St. Eustatius Island Council Member for the Statia Democratic Party (DP) Koos Sneek will be attending the upcoming congress of the Dutch Christian Democratic Party CDA as candidate number 49 on the CDA slate for the March 15, 2017 elections for a new Second Chamber. He will start campaigning very soon.
Sneek, the only candidate from the Caribbean Netherlands to participate in the Dutch elections, has received an invitation to be present at the CDA election congress in Barneveld this Saturday. At this congress, the draft election programme of the CDA will be discussed and approved with the input of the party members. The congress, where CDA Leader Sybrand van Haersma Buma will speak, will also serve as the formal kick-off for the elections.
The CDA draft election programme includes a part about the relations within the Dutch Kingdom and the Caribbean Netherlands. Sneek was asked to give input for this part. Sneek said he considered it “unique” that as an island representative he was able to contribute to the paragraph in the election programme which reflects the party’s vision on what is important for the islands.
Three main issues were highlighted: poverty alleviation especially among the elderly and families with children; the improving of the economic perspective, and the enhancing of the infrastructure on the islands. “Our main issues have become part of their main issues,” Sneek told The Daily Herald. This newspaper already reported the news late November 2016 that Sneek would be running on the CDA slate.
Besides these three main issues, the CDA election programme also stated that the Netherlands has a special responsibility for the people of Bonaire, St. Eustatius and Saba. “The Second Chamber is also their representation of the people. The regulations imposed by the Netherlands too often result in unnecessary bureaucracy. A realistic budget of upkeep is required where it concerns the investments by the Netherlands on the islands.”
The election programme also stated that there is a joint task for good governance on the islands; and, wherever possible the islands should be enabled to carry out more tasks, close to their citizens. “Wherever things go wrong the Netherlands will take its responsibility as National Government in a serious manner in the interest of the people.”
Together Bonaire, St. Eustatius and Saba make up the Caribbean Netherlands electoral district number 20, the youngest constituency of the Netherlands. This is the first time that the CDA has included an island representative on the slate for a national election. “I am very grateful to the CDA that it has taken the initiative as the first national party to include an island representative as a candidate on the list,” said Sneek.
The CDA and DP Statia have initiated a cooperation and Sneek, in the meantime, has become a member of the CDA, alongside his membership of the DP Statia. Sneek has started preparations to campaign on all three islands, and talks are taking place with political parties in Bonaire and Saba in order to muster more support from the voters.
According to Sneek, it is important for the islands to feel more involved in Dutch politics and to feel represented in the Netherlands. “Since the transition in 2010, the discontent of some groups of society has increased. One of the reasons is that they don’t feel represented in The Hague. They feel that our interests are not sufficiently served,” he said.

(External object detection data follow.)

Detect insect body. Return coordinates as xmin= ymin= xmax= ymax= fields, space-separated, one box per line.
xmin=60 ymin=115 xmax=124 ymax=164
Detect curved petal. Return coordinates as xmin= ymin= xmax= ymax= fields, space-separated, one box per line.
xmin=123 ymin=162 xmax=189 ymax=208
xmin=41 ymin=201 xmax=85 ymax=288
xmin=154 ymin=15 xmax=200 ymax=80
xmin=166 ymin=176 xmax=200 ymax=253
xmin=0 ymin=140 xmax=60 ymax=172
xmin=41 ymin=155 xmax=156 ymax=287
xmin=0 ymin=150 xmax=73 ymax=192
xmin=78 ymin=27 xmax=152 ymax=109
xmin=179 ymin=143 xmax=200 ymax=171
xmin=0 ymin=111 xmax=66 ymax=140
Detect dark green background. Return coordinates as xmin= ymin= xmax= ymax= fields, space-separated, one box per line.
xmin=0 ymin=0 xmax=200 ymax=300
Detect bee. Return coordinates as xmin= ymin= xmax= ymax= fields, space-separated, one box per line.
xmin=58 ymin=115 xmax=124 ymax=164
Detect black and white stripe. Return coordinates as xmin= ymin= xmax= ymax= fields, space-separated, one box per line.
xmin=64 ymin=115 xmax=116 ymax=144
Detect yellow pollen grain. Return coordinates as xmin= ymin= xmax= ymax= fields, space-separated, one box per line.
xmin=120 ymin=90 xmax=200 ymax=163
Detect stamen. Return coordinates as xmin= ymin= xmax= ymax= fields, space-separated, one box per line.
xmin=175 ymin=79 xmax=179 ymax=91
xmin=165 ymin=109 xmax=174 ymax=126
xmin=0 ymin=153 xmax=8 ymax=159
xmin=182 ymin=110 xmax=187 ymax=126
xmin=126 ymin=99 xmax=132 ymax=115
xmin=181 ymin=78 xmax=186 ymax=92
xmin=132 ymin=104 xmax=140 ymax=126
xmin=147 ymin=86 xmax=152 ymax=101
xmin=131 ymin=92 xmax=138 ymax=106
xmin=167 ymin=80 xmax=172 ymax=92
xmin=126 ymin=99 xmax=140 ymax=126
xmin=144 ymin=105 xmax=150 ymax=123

“Dutch politics is a long distance affair for the people on the islands and mostly touches on issues that don’t concern us, but because of the link between the CDA and DP Statia, and my candidacy on the CDA slate, will now make the Christian Democratic representation also our representation in Parliament. People like to vote for someone they know and with my place on the CDA list that will become possible,” said Sneek, who moved to St. Eustatius 30 years ago.
The second reason for the increased discontent has to do with the fact that some people feel as if they are treated as second-class citizens by the Netherlands. The poverty on the islands, the weak local economies and the deficient infrastructure has a lot to do with this. “An inequality is felt in comparison to the people on the other side of the ocean.”
Sneek has committed himself to try making the CDA the largest party in the Caribbean Netherlands. The point of departure is not to be elected into the Second Chamber, which would also be a bit unrealistic considering Sneek’s slot on the CDA slate. “The aim is that we will now have a party that represents us in Parliament, a party that is committed to the islands, a party with whom we can share our concerns,” said Sneek.
There is certainly room for improvement in the relations with the Netherlands. “Not everything is going well. Some people in St. Eustatius say that we are pro-Netherlands, but in fact we are pro-Statia. We are for a stronger voice of the Caribbean Netherlands in the Netherlands, improved relations and stronger, more self-supporting islands.”
In past elections, the turn-out on the islands has been rather low. Sneek is encouraging people to vote in the upcoming elections. “You have to cast your vote if you want to feel represented. Vote for a party that also serves your interests. I think that the CDA does exactly that.”
The idea of a cooperation between the CDA and DP Statia was born over the summer when CDA Leader Van Haersma Buma visited St. Eustatius. Van Haersma Buma met with Sneek and it was decided to further explore the possibilities for a cooperation.
Sneek was subsequently invited for a meeting in The Hague where he also met with Chairperson of the CDA Board Ruth Peetoom at the CDA party headquarters and with CDA Senator Sofie van Bijsterveld. Since then, there has been an exchange of information which enables the CDA Members of Parliament to get a better view on what is happening on the islands.